En mémoire de source, les résultats supportent par contre de façon moins franche la notion d’une similitude du profil cognitif indépendamment du diagnostic du parent atteint. La comparaison des performances en mémoire de source des HRG en fonction du diagnostic du parent atteint conduit à l’obtention de différences marginalement significatives qui se doivent d’être abordées (voir Tableau D2). Ainsi, une différence malgré tout étonnante est présente au plan des processus d’attribution de la source, où les HRG ayant un parent atteint de schizophrénie présentent une performance marginalement plus faible que les HRG ayant un parent bipolaire (avec ou sans caractéristique psychotique). Bien que cette tendance doive être interprétée avec prudence vu la petite taille d’échantillon (seulement 5 HRG ayant un parent atteint de schizophrénie) et la variabilité interindividuelle importante présente sur ce construit, certaines hypothèses demandent à être considérées. D’abord, ce résultat pourrait indiquer que les enfants ayant hérité des gènes d’un parent schizophrène ont davantage tendance à démontrer des défaillances en attribution de la source comparativement aux enfants de parents atteints de trouble bipolaire, montrant ainsi une spécificité diagnostique à cette atteinte. Une intensité plus importante de l’atteinte en attribution de la source en lien avec la schizophrénie ne semble par contre pas soutenue par les études réalisées chez les patients. Ainsi, le fonctionnement en mémoire de source évalué à l’aide de la même tâche chez des adolescents psychotiques n’avait pas permis d’observer de différence au plan de l’attribution de la source entre les jeunes ayant reçu un diagnostic de schizophrénie ou de trouble schizophréniforme (5 participants), de trouble schizoaffectif (6 participants) ou de trouble bipolaire (5 participants) (Doré, et al., 2007). On pourrait par ailleurs soulever l’hypothèse que cette différence découle plutôt du fait que les individus ayant un parent atteint de schizophrénie sont les mêmes que ceux présentant un risque clinique (HRG-C) dont il était question en Annexe B. Or, de ces six participants ayant été identifiés à risque clinique de psychose, aucun ne fait parti du sous-groupe ayant un parent atteint de schizophrénie. Conséquemment, en regard des résultats actuels, il apparait

117 difficile de statuer sur l’origine de cette tendance envers une performance plus faible en attribution de la source chez les HRG ayant un parent atteint de schizophrénie.

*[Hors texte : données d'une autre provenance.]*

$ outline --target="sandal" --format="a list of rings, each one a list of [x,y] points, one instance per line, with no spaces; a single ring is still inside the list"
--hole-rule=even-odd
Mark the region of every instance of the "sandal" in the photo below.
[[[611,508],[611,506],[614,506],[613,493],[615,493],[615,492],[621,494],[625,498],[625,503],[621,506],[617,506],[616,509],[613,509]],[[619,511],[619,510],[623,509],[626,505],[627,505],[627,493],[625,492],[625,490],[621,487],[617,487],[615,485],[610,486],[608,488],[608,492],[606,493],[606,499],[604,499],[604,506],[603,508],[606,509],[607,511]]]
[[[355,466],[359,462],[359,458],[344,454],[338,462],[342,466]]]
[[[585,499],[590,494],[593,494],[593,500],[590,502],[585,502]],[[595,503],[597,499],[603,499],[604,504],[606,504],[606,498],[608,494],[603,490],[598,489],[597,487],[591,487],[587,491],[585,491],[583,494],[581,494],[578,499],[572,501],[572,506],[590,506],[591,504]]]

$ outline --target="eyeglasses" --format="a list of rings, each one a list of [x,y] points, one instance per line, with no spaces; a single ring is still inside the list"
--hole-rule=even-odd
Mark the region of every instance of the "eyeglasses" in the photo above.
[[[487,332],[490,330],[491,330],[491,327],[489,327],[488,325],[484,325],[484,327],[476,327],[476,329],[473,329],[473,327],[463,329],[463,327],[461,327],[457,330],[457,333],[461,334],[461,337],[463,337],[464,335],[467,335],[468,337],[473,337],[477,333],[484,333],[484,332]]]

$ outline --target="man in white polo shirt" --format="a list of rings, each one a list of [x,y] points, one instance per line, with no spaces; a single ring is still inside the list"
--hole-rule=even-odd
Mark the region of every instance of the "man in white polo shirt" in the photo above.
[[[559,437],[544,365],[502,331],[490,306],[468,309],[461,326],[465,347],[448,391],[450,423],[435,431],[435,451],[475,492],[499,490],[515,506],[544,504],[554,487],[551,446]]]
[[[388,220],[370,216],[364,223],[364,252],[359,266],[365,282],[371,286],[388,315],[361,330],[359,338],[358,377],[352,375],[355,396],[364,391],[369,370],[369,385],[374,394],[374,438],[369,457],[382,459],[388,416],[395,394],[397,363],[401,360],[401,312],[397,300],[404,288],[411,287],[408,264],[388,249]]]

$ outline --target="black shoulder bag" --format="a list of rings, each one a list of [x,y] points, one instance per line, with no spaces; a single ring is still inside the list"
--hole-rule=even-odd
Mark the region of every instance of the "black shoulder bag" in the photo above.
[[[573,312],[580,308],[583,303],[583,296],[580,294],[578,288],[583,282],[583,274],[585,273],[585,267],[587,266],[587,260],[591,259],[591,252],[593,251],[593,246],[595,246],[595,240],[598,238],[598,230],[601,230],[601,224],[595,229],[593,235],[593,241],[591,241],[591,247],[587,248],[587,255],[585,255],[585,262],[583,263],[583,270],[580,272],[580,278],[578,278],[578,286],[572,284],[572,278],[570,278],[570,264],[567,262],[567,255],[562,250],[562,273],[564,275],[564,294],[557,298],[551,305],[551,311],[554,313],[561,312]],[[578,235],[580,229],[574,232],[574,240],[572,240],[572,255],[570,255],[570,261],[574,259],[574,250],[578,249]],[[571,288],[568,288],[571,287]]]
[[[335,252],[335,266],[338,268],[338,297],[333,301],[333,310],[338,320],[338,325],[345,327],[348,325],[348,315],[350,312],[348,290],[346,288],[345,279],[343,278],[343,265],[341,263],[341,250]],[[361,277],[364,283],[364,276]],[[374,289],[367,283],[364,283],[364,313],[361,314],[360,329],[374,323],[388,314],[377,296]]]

Des études présentant un meilleur équilibre entre le nombre d’individus en fonction du diagnostic du parent atteint seront requises afin de mieux comprendre ce résultat et d’exclure la possibilité qu’il s’agisse d’un artefact statistique dû à la petitesse de ce sous-groupe, particulièrement considérant que l’inspection des données individuelles semble indiquer que ce résultat atypique pourrait en partie découler de la performance anormalement faible d’un seul individu de ce groupe, qui est également le HRG ayant montré le plus faible score sur cette variable au sein de l’échantillon entier (voir Figure D1).